Es importantísimo que el niño, hasta los dos años, tenga una alimentación adecuada para el crecimiento y buen funcionamiento de su cerebro.

El agua y la glucosa serán producto de una buena alimentación balanceada, con calidad de  nutrientes y agua pura. Esto es básico para el correcto desarrollo y adecuado funcionamiento del cerebro.

Ahora, seguramente te estás preguntando: han hablado de la glucosa y el agua, pero ¿Qué hay en cuanto al oxígeno? .

Primero, para que el cerebro funcione de forma adecuada es necesario una fuente continua de oxígeno, la cual obtenemos por medio de la respiración. Una adecuada oxigenación cerebral, dará como resultado mejores funciones cerebrales.

¿Y cómo hacemos para mejorar la oxigenación de nuestro cerebro?

Para esto existen dos factores principales:

– Mejorar el aire a nuestro alrededor: una buena ventilación en el hogar es clave, ya que aumenta significativamente la calidad del aire. Con 3 minutos promedio de aireación, abriendo las ventanas es más que suficiente para que el aire se renueve y se pueda mantener la casa bien ventilada. La ventilación es muy importante sobre todo si hay un fumador en la familia. También respirar el aire puro del campo es conveniente.

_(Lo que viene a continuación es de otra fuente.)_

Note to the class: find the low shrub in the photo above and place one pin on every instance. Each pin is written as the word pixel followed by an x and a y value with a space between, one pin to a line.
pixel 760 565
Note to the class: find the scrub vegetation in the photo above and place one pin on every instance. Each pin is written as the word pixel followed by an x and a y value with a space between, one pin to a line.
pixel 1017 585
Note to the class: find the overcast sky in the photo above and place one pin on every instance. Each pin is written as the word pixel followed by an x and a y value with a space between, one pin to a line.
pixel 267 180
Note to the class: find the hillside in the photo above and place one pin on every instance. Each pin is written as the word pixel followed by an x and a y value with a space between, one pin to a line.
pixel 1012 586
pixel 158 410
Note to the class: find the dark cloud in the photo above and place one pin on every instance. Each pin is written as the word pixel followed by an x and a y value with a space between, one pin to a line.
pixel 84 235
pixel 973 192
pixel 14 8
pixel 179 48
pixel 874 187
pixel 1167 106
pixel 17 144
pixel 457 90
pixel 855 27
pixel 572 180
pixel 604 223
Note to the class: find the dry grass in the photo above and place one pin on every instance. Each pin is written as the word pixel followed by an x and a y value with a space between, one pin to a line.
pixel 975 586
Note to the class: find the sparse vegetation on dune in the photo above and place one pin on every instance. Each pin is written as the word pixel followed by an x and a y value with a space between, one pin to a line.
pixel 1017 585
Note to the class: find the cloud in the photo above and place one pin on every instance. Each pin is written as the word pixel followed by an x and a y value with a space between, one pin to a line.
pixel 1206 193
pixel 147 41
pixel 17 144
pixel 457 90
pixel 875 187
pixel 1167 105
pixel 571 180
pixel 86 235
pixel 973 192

-Aumentar el ritmo de respiración: Las actividades como correr, andar en bicicleta u otro tipo de ejercicio, mejorará de forma notable la circulación del oxígeno y su llegada al cerebro. No obstante, cuando el niño aún no ha aprendido a caminar y mucho menos a correr, existen medios por el cual puedan movilizarse e incluso juguetes, como el mini gimnasio el cual le va a proporcionar una buena oxigenación para el buen desarrollo tanto físico como mental.